Search code examples
azureazure-data-factoryazure-databrickscost-managementdatabricks-workflows

How to create a Spot instance - job cluster using Azure Data Factory(ADF) - Linked service


I have a ADF pipeline with a Databricks activity.

The activity creates a new job cluster every time and I have added all the required Spark configurations to a corresponding linked service.

Now with Databricks offering Spot Instances, I'd like to create my new clusters with Spot configurations within Databricks.

I tried to find the help from the LinkedService docs but no luck!

How can I do this using ADF?

Cheers!!!


Solution

  • I have found another workaround to enable the ADF Databricks Linked Service to create job clusters with spot instances. As Alex Ott mentioned, the azure_attribute cluster property isn't supported by the Databricks Linked Service interface.

    Instead, I ended up creating a cluster policy that enforces spot instances:

    {
      "azure_attributes.availability": {
        "type": "fixed",
        "value": "SPOT_WITH_FALLBACK_AZURE",
        "hidden": true
      }
    }
    

    You can add to that policy if you want to augment the other properties of the azure_attributes object. Also, make sure you set the policy permissions for the appropriate groups/users.

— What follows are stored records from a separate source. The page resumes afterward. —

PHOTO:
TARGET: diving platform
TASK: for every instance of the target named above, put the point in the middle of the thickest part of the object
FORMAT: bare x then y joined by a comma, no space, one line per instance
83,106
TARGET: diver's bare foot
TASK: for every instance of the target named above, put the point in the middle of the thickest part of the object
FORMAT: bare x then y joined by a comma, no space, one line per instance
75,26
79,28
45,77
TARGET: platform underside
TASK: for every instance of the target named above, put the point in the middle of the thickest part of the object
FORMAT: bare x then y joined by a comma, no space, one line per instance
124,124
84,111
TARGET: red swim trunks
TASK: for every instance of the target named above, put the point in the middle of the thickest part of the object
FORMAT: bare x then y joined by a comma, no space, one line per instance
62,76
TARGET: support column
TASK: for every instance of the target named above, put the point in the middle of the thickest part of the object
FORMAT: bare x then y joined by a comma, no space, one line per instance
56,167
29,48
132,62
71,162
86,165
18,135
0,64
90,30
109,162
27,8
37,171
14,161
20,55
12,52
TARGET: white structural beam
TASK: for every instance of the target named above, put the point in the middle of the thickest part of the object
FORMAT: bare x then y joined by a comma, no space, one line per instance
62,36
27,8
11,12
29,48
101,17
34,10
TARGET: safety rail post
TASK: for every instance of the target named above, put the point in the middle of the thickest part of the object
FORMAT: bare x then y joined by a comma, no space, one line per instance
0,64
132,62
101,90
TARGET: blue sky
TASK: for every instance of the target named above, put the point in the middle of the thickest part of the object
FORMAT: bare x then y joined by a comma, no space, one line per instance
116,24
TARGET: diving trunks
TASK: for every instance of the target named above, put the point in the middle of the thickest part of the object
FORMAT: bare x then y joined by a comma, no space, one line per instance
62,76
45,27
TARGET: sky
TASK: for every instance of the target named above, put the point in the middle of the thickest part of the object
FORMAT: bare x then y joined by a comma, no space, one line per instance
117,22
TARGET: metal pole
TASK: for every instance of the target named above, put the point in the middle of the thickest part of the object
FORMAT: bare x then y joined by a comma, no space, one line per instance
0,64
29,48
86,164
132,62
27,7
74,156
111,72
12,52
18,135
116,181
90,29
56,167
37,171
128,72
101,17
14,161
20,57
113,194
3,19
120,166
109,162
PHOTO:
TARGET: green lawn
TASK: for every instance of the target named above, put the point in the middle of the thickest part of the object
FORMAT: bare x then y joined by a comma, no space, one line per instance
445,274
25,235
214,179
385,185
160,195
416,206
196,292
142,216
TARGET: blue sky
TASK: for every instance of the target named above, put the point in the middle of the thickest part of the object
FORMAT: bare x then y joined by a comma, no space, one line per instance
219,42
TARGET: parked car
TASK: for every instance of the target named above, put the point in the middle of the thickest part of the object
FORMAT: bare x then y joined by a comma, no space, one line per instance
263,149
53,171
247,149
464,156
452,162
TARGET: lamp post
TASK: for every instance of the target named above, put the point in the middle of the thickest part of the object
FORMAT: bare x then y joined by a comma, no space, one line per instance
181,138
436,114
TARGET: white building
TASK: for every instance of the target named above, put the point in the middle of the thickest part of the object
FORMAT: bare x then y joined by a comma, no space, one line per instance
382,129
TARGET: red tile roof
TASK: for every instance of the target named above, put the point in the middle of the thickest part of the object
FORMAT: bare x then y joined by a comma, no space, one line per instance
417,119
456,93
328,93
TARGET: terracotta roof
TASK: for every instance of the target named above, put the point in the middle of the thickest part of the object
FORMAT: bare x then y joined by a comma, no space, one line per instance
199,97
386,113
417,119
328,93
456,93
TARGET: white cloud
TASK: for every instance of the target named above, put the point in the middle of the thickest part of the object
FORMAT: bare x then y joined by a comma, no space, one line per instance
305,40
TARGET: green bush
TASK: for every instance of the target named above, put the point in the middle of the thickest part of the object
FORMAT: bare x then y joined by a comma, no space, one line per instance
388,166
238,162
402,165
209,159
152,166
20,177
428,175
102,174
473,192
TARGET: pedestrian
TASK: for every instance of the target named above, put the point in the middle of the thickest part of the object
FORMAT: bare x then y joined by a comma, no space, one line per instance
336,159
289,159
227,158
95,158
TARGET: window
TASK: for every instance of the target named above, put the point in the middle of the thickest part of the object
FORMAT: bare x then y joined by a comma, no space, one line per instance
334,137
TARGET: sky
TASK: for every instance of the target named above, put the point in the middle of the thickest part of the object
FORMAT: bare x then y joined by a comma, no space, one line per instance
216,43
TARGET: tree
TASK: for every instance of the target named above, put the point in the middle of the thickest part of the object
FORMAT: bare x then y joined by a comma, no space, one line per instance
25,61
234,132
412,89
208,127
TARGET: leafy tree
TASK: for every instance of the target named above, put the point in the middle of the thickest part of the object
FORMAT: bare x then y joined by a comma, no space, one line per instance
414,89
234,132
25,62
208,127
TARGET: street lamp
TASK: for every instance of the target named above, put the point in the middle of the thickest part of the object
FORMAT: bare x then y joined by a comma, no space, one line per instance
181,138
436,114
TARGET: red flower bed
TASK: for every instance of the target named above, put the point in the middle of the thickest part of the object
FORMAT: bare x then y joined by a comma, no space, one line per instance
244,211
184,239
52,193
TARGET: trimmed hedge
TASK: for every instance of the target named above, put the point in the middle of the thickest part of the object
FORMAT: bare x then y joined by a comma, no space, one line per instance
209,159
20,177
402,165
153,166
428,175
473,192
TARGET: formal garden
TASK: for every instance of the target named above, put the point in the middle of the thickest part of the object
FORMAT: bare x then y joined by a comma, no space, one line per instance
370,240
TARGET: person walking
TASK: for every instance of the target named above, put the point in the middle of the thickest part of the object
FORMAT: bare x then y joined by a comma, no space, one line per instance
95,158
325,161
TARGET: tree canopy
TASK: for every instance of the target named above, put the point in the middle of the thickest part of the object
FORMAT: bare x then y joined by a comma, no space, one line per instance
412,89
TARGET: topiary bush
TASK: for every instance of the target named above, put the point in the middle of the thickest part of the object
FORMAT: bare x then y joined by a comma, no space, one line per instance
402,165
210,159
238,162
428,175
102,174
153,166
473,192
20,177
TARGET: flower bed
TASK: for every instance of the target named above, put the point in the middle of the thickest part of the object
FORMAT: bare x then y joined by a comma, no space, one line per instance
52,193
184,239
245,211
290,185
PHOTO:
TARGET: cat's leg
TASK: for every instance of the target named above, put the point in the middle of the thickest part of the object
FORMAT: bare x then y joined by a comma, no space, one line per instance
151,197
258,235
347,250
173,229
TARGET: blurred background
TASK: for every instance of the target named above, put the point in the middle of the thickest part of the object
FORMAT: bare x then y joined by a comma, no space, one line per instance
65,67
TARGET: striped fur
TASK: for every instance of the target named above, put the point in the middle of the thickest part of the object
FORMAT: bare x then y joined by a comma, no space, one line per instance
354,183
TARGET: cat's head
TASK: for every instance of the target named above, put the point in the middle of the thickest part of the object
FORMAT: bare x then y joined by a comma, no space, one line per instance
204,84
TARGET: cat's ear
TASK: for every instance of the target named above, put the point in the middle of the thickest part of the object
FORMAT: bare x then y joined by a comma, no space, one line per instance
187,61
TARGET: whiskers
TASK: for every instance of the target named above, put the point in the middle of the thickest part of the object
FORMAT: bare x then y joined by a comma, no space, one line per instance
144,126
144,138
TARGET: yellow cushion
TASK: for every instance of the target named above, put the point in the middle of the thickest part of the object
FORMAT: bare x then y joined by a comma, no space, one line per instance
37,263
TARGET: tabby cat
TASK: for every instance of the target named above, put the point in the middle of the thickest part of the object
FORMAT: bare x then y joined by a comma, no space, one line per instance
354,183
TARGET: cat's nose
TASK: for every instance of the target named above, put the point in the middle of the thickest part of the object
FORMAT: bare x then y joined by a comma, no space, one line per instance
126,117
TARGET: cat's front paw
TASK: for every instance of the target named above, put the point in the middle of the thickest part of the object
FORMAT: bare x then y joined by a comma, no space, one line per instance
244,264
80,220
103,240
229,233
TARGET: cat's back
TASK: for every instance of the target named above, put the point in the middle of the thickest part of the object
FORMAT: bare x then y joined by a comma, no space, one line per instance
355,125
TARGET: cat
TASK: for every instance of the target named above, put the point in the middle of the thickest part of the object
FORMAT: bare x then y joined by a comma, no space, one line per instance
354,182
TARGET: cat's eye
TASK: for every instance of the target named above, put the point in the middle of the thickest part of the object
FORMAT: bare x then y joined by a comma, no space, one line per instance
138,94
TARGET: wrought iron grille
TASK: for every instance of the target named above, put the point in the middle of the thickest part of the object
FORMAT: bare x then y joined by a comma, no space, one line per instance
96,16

    After creating the policy you will need to retrieve the policy id. I used a REST call to the 2.0/policies/clusters/list endpoint to get that value.

    From there you can do what Alex Ott suggested and create the linked service using the dynamic json option and add the policyId property with the appropriate policy id to the typeProperties object:

    "typeProperties": {
      "domain": "Your Domain",
      "newClusterNodeType": "@linkedService().ClusterNodeType",
      "newClusterNumOfWorker": "@linkedService().NumWorkers",
      "newClusterVersion": "7.3.x-scala2.12",
      "newClusterInitScripts": [],
      "newClusterDriverNodeType": "@linkedService().DriverNodeType",
      "policyId": "Your policy id",
    }
    

    Now when you invoke your ADF pipeline it will create a job cluster using the cluster policy to restrict the availability property of azure_attributes to whatever you specified.